От телят, если им было менее года, он тоже отказывался, объясняя:
— Теля до года — ещё нечистая скотина.
Вследствие этого для русских приходилось поставлять уток, гусей, разную другую птицу и поросят.
Через пятнадцать дней посольство прибыло в Бург-ла-Рен.
— Ну, брат Семён, — сказал Потёмкин своему советнику, — скоро конец нашим мытарствам. Давай дела в порядок приводить.
И посланники несколько суток подряд, работая даже ночью, просидели, приводя всё в порядок. Они по многу раз прочитывали данные им в Посольском приказе «наказы», заучивали наизусть слова речей, которые им придётся говорить, обдумывали каждое слово в них, чтобы после не дать повода к нареканиям на себя, чтобы не положить порухи на царское имя, которое надлежало им держать «строго и грозно». Пересматривались верительные грамоты и другие бумаги. Затем дошла очередь до проверки подарков.
— Сабля турецкая, — читал один из младших подьячих, — ножны ала бархата. А рукоять литой работы, позлащена. А по бархату три камня больших: буруза[24] персидска, синь-камень, да лазоревый камень, да зелёный камень поменьше — измарагд[25]. Да ещё осыпаны ножны мелкими жемчугами веницейскими[26]. А рукоять сабли — единорог-зверь, а изо лба у него рог торчит и идёт тот рог к клинку.
Потёмкин взял саблю в руки и с любовью провёл рукою по клинку, блестящему огнём от луча солнца.
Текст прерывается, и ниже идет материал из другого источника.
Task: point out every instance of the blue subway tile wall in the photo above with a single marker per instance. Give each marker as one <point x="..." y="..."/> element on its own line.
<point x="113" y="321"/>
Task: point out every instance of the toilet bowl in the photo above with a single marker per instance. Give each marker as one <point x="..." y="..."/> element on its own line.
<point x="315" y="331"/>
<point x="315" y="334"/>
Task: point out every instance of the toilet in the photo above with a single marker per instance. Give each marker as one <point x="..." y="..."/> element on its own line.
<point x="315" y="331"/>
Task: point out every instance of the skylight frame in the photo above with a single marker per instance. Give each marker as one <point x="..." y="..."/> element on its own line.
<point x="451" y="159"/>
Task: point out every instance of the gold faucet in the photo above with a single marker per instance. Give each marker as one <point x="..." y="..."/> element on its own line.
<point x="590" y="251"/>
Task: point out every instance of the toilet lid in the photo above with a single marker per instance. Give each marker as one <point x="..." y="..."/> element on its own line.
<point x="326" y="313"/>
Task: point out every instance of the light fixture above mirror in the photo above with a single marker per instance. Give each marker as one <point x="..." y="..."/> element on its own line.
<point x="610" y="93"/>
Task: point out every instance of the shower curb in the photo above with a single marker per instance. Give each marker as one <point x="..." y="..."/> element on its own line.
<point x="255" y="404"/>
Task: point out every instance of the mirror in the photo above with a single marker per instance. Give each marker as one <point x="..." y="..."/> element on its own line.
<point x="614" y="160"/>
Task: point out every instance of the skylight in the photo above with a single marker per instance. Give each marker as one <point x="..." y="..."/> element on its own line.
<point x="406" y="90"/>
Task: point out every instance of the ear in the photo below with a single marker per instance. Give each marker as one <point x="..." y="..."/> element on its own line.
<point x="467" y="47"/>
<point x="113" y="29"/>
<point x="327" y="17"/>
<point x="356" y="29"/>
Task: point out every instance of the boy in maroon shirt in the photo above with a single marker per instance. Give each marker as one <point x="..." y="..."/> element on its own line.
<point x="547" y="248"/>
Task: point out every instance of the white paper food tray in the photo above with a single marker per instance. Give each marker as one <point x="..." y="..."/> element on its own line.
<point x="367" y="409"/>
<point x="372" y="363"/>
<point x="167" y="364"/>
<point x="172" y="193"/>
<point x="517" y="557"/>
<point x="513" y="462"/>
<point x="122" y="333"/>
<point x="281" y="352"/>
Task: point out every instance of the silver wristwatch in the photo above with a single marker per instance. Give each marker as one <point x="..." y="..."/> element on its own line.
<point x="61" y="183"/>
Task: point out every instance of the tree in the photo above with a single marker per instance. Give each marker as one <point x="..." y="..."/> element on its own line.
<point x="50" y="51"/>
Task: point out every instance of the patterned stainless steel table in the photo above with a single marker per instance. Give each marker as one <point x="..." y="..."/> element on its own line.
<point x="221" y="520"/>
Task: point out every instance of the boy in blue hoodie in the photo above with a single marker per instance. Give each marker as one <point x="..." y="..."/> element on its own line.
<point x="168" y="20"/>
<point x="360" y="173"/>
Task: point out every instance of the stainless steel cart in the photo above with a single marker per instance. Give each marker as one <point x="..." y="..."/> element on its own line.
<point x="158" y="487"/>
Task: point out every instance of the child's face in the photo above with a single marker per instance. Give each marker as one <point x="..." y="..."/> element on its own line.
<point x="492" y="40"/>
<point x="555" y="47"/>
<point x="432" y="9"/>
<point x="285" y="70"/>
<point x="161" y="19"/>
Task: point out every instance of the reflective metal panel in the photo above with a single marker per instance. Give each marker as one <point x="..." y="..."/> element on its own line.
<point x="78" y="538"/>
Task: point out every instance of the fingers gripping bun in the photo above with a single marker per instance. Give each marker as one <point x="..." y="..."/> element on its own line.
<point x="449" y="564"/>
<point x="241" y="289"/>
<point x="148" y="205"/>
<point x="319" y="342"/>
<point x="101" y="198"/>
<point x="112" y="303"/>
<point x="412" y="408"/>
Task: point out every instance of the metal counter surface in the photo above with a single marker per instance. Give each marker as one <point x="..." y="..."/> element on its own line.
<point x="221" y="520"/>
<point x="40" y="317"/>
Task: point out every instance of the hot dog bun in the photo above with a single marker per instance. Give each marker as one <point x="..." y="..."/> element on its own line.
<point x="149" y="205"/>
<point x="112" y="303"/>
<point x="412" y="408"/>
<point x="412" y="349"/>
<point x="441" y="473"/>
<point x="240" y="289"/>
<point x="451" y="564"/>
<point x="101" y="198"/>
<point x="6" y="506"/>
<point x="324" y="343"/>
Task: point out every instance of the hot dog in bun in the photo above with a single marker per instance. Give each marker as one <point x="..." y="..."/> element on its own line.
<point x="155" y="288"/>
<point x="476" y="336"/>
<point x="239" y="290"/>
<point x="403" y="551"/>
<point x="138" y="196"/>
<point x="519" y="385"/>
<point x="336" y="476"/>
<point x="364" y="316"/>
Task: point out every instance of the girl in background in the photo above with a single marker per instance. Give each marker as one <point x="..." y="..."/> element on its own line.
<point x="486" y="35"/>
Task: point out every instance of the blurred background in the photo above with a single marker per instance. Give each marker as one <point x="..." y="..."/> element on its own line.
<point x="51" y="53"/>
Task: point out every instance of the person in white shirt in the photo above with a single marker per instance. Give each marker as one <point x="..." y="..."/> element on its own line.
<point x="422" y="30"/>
— Мой подарок, — не без гордости сказал он. — С этой саблей я воевал с Польшей, с нею осаждал Люблин. А теперь пусть она также послужит во славу и честь царя нашего, как служила ему и на войне, — и, нежно погладив её ещё раз, он отложил её в сторону.
— Нож кривой с золотым узорочным письмом. А что писано, про то неизвестно: надпись по-турецки. А ножны мягкие, синей кожи, — продолжал перечислять подьячий. — А рукоять вся серебряна, орлиной птицей литая, и вместо глаз два бурузовых камня вставлены.